Also, re-applying https://reviews.llvm.org/rL354546 fixes the failures for me.
The patch changing inliner metrics should not trigger wrong code, so indeed it probably just uncovers latent problem. Is it understood whether this is a GCC bug and if so, do you have a testcase? Note that I have also run into misoptimization issues while compiling clang with GCC 9 and FDO. I had no chance to debug it, but it was crashing after parsing even quite simple source file. It would be great to figure out where the problem is. To compile with profile feedback you need to pass -fprofile-generate in addition to standard flags and build whole tree, then train by testsuite and then rebuilding with -fprofile-use.

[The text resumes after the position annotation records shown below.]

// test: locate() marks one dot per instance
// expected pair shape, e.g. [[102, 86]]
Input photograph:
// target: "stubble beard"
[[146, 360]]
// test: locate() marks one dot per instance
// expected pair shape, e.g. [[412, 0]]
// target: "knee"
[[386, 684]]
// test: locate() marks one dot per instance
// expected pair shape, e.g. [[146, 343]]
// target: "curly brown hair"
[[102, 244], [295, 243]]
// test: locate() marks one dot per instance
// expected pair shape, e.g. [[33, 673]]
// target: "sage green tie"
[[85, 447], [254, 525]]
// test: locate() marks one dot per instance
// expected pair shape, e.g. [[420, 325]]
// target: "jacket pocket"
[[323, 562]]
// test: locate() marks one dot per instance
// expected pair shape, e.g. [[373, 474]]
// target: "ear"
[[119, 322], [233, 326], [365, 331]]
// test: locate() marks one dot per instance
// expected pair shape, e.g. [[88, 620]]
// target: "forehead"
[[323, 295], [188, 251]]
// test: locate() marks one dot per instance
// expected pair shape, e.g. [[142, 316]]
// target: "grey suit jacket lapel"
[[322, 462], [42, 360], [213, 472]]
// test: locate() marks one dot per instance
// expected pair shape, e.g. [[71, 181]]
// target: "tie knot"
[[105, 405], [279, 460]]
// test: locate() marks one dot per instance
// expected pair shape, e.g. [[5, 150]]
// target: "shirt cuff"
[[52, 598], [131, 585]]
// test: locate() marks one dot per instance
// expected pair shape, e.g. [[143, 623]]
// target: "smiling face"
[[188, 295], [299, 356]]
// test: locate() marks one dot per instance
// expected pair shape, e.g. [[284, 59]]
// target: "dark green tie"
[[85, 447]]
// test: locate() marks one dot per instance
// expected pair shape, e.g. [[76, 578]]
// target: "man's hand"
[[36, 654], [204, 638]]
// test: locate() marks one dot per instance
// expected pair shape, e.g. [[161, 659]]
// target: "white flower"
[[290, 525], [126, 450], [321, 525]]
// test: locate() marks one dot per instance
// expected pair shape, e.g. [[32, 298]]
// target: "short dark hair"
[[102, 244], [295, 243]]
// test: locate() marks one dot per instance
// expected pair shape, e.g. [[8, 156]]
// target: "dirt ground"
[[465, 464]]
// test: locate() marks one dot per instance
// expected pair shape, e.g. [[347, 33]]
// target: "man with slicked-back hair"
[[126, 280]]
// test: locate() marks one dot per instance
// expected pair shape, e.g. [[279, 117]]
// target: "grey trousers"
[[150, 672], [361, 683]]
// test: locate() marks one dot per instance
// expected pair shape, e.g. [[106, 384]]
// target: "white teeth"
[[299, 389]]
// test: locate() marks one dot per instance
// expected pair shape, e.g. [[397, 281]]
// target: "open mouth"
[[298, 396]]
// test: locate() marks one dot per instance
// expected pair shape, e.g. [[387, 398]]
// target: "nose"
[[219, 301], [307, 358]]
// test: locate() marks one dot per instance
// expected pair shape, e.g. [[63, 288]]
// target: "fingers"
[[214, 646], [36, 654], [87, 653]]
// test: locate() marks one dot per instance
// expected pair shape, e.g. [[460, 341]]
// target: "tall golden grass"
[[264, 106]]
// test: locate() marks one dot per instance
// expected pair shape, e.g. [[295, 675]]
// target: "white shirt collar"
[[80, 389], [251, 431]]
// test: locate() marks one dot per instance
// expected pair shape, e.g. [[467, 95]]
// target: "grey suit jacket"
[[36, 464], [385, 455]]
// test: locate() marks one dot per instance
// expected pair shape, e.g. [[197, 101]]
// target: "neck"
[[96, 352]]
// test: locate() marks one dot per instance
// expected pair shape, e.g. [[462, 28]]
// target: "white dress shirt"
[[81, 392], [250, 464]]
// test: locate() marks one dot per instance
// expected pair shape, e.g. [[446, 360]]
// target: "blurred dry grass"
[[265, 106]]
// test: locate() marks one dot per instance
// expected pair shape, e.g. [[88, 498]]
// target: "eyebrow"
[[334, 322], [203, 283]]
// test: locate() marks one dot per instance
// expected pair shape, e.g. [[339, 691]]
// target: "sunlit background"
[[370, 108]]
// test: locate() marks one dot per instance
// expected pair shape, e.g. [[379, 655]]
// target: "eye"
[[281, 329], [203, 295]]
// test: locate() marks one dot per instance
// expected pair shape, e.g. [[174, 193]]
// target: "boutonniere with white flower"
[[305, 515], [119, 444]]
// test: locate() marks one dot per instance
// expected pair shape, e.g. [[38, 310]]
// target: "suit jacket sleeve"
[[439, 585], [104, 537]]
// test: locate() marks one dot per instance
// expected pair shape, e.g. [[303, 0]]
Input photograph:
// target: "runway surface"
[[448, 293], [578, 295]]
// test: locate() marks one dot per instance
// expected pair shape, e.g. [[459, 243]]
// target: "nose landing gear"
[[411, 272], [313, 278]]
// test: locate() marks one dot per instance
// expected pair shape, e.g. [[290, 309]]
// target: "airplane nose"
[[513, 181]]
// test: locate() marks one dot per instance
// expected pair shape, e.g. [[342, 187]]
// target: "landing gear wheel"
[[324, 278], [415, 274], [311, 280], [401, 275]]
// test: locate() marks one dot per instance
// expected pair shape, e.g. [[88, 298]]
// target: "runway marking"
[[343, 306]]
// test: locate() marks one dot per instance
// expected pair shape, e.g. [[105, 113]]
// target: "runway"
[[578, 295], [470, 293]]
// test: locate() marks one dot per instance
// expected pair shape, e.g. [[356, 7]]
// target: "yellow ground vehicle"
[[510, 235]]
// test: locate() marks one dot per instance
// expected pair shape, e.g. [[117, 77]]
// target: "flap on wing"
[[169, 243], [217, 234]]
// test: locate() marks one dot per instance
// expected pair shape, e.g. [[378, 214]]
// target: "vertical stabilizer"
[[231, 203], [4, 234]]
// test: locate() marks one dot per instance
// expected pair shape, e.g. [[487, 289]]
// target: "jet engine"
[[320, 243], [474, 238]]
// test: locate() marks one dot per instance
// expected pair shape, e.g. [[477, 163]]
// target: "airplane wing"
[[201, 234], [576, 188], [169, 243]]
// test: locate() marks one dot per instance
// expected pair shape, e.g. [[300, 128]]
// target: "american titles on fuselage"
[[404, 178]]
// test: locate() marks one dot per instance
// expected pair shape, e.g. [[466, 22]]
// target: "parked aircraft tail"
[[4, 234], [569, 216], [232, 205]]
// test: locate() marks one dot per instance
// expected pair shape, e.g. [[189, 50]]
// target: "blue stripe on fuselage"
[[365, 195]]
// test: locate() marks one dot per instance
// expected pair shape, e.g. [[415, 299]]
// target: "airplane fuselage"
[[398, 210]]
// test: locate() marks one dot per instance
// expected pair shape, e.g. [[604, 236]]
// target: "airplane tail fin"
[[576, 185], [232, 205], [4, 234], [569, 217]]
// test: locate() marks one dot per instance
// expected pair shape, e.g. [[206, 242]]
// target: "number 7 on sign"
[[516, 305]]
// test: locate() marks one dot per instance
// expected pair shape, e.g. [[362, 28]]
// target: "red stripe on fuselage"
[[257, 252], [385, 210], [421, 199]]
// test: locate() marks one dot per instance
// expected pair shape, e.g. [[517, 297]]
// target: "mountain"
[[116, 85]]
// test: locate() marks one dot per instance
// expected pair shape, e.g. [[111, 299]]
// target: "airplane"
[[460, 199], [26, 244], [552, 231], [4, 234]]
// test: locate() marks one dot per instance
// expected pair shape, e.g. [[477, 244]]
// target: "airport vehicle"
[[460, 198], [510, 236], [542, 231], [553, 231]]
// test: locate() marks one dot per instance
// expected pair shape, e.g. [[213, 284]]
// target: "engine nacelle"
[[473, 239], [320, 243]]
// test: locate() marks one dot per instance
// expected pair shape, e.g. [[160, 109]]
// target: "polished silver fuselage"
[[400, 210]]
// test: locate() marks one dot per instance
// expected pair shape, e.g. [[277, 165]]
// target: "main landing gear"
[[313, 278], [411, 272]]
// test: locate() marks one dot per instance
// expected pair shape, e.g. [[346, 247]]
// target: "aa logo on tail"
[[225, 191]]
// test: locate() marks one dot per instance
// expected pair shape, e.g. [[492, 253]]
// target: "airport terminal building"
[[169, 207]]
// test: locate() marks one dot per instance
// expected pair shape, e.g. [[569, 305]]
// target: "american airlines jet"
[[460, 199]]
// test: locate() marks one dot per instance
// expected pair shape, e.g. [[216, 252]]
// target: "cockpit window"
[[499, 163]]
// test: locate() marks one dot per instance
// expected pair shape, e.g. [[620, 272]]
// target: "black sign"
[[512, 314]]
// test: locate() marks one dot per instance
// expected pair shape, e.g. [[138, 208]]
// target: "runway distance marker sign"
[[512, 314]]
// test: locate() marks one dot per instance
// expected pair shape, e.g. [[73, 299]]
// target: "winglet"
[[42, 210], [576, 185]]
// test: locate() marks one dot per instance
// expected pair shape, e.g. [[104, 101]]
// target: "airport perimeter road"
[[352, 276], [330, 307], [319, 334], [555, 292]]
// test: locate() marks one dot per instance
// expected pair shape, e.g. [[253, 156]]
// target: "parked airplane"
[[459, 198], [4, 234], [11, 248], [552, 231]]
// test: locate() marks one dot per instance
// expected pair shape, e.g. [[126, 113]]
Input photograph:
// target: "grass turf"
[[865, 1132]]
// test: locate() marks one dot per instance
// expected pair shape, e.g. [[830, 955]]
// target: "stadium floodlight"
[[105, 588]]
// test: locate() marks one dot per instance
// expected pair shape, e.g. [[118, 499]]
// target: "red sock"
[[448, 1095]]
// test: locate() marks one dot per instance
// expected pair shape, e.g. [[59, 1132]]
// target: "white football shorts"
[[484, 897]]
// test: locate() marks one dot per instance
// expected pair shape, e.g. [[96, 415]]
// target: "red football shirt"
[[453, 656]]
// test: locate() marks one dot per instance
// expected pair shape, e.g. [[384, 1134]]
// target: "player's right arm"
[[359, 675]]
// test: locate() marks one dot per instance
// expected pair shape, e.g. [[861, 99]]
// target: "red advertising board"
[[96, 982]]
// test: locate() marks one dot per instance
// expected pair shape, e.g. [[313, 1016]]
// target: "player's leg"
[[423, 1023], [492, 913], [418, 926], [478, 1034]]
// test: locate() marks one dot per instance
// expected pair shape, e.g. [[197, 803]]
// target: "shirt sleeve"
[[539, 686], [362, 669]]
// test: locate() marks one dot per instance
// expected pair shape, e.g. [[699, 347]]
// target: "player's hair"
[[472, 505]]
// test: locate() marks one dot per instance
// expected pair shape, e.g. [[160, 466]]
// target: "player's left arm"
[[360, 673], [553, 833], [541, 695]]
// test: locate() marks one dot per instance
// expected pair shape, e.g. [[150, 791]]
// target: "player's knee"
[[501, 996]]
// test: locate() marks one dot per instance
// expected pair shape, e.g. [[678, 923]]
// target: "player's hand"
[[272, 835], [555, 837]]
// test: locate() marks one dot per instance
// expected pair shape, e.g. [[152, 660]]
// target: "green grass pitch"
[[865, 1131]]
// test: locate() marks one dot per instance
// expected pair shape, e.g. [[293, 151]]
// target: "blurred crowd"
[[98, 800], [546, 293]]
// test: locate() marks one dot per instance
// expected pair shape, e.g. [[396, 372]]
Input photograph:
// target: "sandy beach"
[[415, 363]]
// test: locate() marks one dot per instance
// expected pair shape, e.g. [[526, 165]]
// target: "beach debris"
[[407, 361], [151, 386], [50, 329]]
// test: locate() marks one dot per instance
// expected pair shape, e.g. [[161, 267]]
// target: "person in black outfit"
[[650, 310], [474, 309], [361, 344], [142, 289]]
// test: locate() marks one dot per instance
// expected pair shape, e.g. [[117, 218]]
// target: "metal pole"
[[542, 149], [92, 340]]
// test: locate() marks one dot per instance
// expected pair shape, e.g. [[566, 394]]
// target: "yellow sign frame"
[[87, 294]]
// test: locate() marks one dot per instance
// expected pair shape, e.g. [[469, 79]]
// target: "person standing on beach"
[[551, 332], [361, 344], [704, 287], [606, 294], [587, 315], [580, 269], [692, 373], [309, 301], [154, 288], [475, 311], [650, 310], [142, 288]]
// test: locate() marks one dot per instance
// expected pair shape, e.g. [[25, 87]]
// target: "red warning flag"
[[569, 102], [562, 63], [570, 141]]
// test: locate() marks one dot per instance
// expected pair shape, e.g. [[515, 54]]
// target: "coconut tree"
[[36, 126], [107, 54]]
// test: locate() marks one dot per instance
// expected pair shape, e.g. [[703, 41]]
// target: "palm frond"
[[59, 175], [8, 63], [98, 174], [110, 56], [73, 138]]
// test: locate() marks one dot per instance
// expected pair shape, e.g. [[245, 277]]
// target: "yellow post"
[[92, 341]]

(In reply to Tom Stellard from comment #27) > Also, re-applying https://reviews.llvm.org/rL354546 fixes the failures for > me. I had trouble re-applying that cleanly due to the changes in https://reviews.llvm.org/D60349 and created the attached patch. I'm not a programmer or coder, please verify the attached patch.
Created attachment 22381 [details] adjusted patch to apply against latest trunk
One more data point. I bisected Clang against: Clang :: CodeGen/arm-fp16-arguments.c Clang :: CodeGen/lanai-regparm.c which pointed to: http://llvm.org/viewvc/llvm-project?view=revision&revision=337514 Reapply "ADT: Shrink size of SmallVector by 8B on 64-bit platforms" Duncan, This commit appears to be be causing gcc to over optimize.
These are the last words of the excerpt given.